NASA selects first commercial Moon landing services for Artemis program
(31 May 2019 - NASA) NASA has selected three commercial Moon landing service providers that will deliver science and technology payloads under Commercial Lunar Payload Services (CLPS) as part of the Artemis program.
Each commercial lander will carry NASA-provided payloads that will conduct science investigations and demonstrate advanced technologies on the lunar surface, paving the way for NASA astronauts to land on the lunar surface by 2024.
Commercial landers will carry NASA-provided science and technology payloads to the lunar surface, paving the way for NASA astronauts to land on the Moon by 2024. (courtesy: NASA)
“Our selection of these U.S. commercial landing service providers represents America’s return to the Moon’s surface for the first time in decades, and it’s a huge step forward for our Artemis lunar exploration plans,” said NASA Administrator Jim Bridenstine. ”Next year, our initial science and technology research will be on the lunar surface, which will help support sending the first woman and the next man to the Moon in five years. Investing in these commercial landing services also is another strong step to build a commercial space economy beyond low-Earth orbit.”
As part of their submissions, each partner proposed flying specific NASA instruments to the lunar surface. By the end of the summer, NASA will determine which payloads will fly on each flight. The potential payloads include instruments that will conduct new lunar science, pinpoint lander position, measure the lunar radiation environment, assess how lander and astronaut activity affects the Moon, and assist with navigation precision, among other capabilities.
The selections are:
- Astrobotic of Pittsburgh has been awarded $79.5 million and has proposed to fly as many as 14 payloads to Lacus Mortis, a large crater on the near side of the Moon, by July 2021.
- Intuitive Machines of Houston has been awarded $77 million. The company has proposed to fly as many as five payloads to Oceanus Procellarum, a scientifically intriguing dark spot on the Moon, by July 2021.
- Orbit Beyond of Edison, New Jersey, has been awarded $97 million and has proposed to fly as many as four payloads to Mare Imbrium, a lava plain in one of the Moon’s craters, by September 2020.
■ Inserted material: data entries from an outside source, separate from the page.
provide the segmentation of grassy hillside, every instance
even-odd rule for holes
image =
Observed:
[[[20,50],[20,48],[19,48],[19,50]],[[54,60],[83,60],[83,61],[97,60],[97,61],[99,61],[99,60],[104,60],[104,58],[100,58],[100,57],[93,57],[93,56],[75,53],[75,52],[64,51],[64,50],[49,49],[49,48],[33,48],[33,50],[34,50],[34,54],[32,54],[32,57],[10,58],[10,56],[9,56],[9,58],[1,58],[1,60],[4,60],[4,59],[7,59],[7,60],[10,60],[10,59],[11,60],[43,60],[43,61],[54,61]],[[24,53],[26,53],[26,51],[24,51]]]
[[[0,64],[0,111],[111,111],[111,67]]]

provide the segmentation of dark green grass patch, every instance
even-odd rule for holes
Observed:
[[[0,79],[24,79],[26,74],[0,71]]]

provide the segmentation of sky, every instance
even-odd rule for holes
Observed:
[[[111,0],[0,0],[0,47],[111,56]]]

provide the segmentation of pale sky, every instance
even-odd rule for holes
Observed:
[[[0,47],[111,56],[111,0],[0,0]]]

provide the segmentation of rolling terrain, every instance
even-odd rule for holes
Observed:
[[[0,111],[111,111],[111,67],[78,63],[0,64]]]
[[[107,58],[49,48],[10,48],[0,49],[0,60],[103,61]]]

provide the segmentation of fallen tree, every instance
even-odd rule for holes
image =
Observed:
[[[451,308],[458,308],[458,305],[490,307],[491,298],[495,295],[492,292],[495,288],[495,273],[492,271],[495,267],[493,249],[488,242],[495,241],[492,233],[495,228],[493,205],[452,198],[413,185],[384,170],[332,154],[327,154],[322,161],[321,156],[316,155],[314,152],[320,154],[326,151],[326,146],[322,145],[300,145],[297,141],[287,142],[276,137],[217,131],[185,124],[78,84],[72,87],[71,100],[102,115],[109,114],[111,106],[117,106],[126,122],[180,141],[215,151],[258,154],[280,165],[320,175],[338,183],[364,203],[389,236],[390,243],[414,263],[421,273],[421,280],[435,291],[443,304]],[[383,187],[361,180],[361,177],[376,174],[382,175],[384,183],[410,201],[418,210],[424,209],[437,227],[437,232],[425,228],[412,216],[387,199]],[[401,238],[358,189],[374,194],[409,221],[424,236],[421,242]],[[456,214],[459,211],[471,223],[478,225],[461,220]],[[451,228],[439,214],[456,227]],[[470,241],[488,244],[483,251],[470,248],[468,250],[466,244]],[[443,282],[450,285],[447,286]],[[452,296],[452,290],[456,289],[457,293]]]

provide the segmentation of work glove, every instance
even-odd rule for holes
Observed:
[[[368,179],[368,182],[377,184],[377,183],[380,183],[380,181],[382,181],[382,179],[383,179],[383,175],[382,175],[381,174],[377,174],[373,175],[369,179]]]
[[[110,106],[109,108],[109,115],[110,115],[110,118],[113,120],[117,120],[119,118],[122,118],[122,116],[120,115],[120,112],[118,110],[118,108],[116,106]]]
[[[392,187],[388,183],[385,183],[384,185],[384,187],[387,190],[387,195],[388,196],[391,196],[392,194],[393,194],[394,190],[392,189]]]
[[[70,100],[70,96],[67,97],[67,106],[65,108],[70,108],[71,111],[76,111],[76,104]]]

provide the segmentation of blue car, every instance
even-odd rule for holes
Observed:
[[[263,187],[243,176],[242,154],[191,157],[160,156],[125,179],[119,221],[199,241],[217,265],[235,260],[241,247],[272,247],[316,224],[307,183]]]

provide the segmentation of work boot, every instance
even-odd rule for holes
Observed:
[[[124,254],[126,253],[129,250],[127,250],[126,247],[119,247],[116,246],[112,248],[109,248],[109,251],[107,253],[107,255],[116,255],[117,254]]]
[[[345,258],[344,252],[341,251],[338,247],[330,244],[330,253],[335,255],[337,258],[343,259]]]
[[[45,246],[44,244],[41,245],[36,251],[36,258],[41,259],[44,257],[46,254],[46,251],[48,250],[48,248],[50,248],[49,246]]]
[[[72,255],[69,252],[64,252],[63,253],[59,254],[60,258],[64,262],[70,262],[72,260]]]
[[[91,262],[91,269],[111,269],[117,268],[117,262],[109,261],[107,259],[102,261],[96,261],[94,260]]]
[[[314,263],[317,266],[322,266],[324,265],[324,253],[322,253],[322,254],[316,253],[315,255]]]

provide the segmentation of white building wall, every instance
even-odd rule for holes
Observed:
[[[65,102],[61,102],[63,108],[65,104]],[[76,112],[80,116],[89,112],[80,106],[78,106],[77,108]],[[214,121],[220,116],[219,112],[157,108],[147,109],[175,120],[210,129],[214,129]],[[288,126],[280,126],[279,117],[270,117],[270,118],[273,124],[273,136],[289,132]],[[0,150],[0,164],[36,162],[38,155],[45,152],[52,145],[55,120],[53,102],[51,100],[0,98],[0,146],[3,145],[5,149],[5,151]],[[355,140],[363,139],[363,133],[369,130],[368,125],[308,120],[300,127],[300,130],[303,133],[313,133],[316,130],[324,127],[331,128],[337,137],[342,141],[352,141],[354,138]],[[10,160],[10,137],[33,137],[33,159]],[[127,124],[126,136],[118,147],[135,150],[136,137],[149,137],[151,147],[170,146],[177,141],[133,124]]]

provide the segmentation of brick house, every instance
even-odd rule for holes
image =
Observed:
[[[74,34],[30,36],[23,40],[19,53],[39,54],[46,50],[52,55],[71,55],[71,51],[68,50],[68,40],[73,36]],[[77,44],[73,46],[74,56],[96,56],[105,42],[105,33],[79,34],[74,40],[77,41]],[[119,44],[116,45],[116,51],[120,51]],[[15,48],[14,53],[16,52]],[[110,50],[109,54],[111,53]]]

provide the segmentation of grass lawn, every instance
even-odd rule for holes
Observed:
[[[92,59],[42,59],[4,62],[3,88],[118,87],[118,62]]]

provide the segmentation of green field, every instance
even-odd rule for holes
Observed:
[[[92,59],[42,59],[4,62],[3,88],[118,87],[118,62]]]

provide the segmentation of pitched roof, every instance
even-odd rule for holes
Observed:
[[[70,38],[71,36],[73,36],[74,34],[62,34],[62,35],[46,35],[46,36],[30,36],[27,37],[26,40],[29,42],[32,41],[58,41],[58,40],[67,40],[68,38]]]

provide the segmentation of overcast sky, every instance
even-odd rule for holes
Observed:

“These landers are just the beginning of exciting commercial partnerships that will bring us closer to solving the many scientific mysteries of our Moon, our solar system, and beyond,” said Thomas Zurbuchen, associate administrator of NASA’s Science Mission Directorate in Washington. “What we learn will not only change our view of the universe, but also prepare our human missions to the Moon and eventually Mars.”
Each partner is providing end-to-end commercial payload delivery services to NASA, including payload integration and operations, launch from Earth and landing on the surface of the Moon. These early missions will enable important technology demonstrations that will inform the development of future landers and other exploration systems needed for humans to return to the lunar surface. They also will help prepare the agency to send astronauts to explore Mars.
“This announcement starts a significant step in NASA's collaboration with our commercial partners,” said Chris Culbert, CLPS program manager at NASA’s Johnson Space Center in Houston. “NASA is committed to working with industry to enable the next round of lunar exploration. The companies we have selected represent a diverse community of exciting small American companies, each with their own unique, innovative approach to getting to the Moon. We look forward to working with them to have our payloads delivered and opening the door for returning humans to the Moon.”
As additional science, technology demonstration, and human exploration requirements for payloads develop, a request for task order bids will go to all current CLPS contractors. All nine companies initially selected in November 2018 for CLPS will be eligible to bid on subsequent task orders.
Charged with returning astronauts to the Moon within five years, NASA’s Artemis lunar exploration plans are based on a two-phase approach: the first is focused on speed – landing astronauts on the Moon by 2024 – while the second will establish a sustained human presence on and around the Moon by 2028. We will use what we learn on the Moon to prepare to send astronauts to Mars.